The WBBL season starts in 72 hours from the time this post is published, with three games on the opening day: Hobart Hurricanes v Perth Scorchers, Adelaide Stikers v Melbourne Renegades, and Sydney Thunder v Melbourne Stars.
I’ve spent the last few weeks working on Elo ratings stuff, and I’ve completed what could be my statistical magnum opus.
To show you how this can be worked out, with a note that it is all very approximate, here’s an example for the Thunder-Stars game.
On the first spreadsheet, there’s my Elo rating formula calculator, which gives an estimated win chance.
This formula is worked out as that team’s transformed rating (using the awesome post here for calculations) divided by the sum transformed rating. It’s an important part of the calculation, as the new rating is calculated by some tricky maths involving that.1
This winning percentage is what I’ve used for these calculations.
In the other spreadsheet, we get a few bits of information.
There’s also a chart that has the chance of each team having x wins at the end of the season, but I’ll tell you the most common values now:
- 8: Sydney Sixers, Sydney Thunder
- 7: Adelaide Strikers, Brisbane Heat, Hobart Hurricanes, Melbourne Stars, Perth Scorchers
- 6: Melbourne Renegades
Go fiddle with the spreadsheets, all in this folder. I’ll be updating it from Saturday.

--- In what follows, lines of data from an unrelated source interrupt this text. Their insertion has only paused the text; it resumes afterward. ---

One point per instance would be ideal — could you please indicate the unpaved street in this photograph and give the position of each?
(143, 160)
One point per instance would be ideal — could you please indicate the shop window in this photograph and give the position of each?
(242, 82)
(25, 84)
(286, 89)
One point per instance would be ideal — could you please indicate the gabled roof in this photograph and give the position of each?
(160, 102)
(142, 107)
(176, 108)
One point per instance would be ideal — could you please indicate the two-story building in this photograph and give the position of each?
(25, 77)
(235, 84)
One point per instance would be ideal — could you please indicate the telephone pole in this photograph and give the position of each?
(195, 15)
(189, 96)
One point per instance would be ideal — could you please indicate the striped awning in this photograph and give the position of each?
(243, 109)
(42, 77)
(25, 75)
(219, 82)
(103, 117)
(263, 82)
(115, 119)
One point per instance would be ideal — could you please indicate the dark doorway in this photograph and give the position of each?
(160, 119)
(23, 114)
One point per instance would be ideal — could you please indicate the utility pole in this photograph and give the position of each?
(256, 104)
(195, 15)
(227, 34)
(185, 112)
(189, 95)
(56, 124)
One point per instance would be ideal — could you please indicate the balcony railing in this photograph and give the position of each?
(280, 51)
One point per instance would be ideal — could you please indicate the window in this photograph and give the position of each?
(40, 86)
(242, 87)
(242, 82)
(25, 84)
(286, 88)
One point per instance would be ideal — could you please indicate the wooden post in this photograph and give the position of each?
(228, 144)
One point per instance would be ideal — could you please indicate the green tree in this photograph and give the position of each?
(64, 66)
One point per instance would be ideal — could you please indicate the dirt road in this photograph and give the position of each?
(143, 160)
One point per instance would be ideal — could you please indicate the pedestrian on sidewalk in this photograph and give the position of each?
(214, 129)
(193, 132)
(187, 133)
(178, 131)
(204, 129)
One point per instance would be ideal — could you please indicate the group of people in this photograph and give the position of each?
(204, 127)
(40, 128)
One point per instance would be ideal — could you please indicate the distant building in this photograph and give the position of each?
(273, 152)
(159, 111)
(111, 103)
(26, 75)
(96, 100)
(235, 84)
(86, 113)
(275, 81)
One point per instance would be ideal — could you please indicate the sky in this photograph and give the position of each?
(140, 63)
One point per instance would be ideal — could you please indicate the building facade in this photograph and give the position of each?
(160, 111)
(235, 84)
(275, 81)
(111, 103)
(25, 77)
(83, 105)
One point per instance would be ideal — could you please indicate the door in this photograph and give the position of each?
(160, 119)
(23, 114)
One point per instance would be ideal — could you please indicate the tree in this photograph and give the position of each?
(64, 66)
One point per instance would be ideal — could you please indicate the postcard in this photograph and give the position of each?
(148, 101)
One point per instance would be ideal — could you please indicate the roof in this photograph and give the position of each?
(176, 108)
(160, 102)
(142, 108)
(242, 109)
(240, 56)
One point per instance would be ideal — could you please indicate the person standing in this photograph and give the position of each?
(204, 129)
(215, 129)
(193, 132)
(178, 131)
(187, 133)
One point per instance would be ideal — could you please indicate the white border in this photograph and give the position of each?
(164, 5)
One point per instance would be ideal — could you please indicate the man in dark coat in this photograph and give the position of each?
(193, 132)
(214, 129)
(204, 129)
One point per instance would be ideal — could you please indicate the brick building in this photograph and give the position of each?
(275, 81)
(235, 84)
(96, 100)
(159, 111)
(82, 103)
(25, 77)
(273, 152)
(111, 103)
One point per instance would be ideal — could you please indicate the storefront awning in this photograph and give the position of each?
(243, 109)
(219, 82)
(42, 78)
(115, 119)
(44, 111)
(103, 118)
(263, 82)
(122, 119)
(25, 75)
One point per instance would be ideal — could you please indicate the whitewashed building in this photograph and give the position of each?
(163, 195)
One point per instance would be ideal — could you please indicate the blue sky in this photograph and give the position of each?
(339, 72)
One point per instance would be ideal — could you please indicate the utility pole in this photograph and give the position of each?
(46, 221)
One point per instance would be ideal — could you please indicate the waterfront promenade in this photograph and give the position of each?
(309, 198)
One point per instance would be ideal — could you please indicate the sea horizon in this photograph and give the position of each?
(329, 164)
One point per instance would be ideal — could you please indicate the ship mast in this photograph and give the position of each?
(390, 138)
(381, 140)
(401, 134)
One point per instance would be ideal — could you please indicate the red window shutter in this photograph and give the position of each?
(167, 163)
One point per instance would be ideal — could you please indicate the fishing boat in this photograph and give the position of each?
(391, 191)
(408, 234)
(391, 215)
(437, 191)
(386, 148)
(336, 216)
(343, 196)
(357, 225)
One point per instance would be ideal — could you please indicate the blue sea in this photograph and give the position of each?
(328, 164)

1For you hardcore number buffs, the new rating is the old rating, plus ((your win percentage minus your predicted win percentage) multiplied by K). K is used to change the ratings, and as my spreadsheet says, I set K to 20. Since the expected winning percentages add to 1, you get whatever your opponent’s winning percentage is of 20 if you win, and lose your percentage of 20 if you lose. Assuming the Thunder win, they will have 43.98% of 20 added to their 1538 rating, making a total of 1546.796997. (I’ll round it to 1547 for simplicity’s sake.) If they lost, meanwhile, then 56.02% of 20 would be subtracted from it.